A medianoche, veintiún cañonazos resuenan sobre Delhi, que ha vuelto a ser la capital del imperio. El gran mogol ha recuperado su reino.
Ni él ni los cipayos tienen riqueza alguna. No hay botín de guerra, ni administración. Por más que los cipayos reclaman dinero, por más que tiran de su barba blanca, por más que entran con sus caballos en lugares donde nadie, nunca, podía entrar sino descalzo, el gran mogol no tiene nada que darles.
Aunque no ha sabido proteger a los rehenes en su propio palacio, Zafar prohíbe asesinar a las vacas, suprime en las mezquitas la bandera negra del islam para no exacerbar la yihad, ejecuta a los fanáticos como castigo ejemplar y, en secreto, su médico trata de restablecer contactos con la Compañía.

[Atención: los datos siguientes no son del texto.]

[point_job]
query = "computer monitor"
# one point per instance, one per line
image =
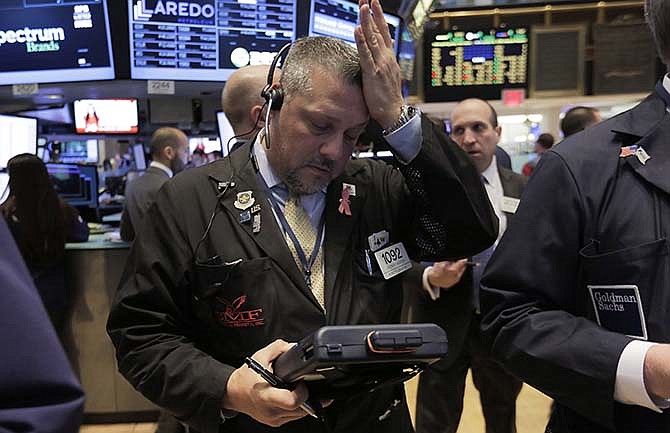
(474, 64)
(106, 116)
(17, 135)
(79, 151)
(206, 41)
(54, 41)
(338, 19)
(76, 184)
(4, 186)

Aparentemente, esta no hace nada.
John Company no se mueve.
En realidad, John Company ya no tiene medios para mover un dedo.

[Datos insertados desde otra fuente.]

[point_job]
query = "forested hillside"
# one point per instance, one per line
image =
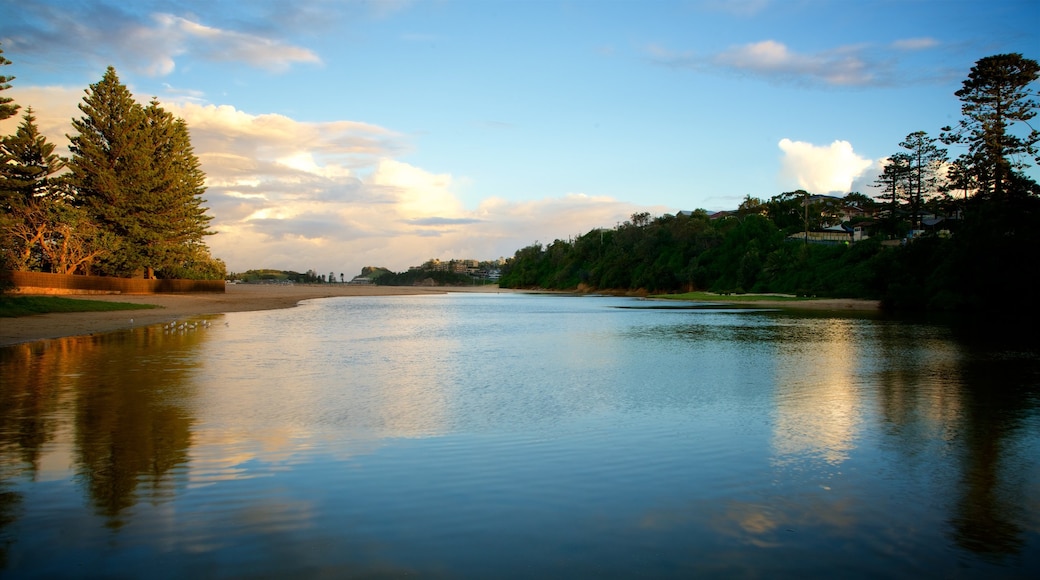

Tras exaltar los ánimos en los reinos con sus anexiones, lord Dalhousie quiso moderar el gasto antes de marcharse. Pues en Londres, el secretario general de la Compañía lo acosaba con los déficits públicos. Esto ya no puede seguir así, dice Londres. La Compañía gasta demasiado. ¿Ah, sí? ¡Muy bien!
De un plumazo, Dalhousie suprime el servicio de los transportes militares.
En 1857, el acantonamiento más próximo se encuentra a 350 kilómetros de Delhi. Y Calcuta, la capital, a 1.500 kilómetros. Para desplazarse, John Company ya solo tiene sus caballos.
Hace cerca de cincuenta grados a la sombra en los caminos. La Compañía ya no cuenta con camellos ni bueyes, ni búfalos ni elefantes, ya no tiene ningún carro, ni ningún remolcador para remontar el Ganges.Y el nuevo jefe de la Compañía, lord Canning, recién llegado a Calcuta, repite a quien quiere escucharle que basta con recuperar Delhi de manos de los rebeldes para que pronto se solucione todo.
Sí. Pero ¿cómo?
En la noche del 24 al 25 de mayo, lord Canning organiza en Calcuta un gran baile por el aniversario de la reina Victoria. Calcuta no corre peligro, dice. Pero cuando estallan los fuegos artificiales, los invitados creen todos que es la insurrección.
No. Son simples petardos en honor de la reina de Inglaterra.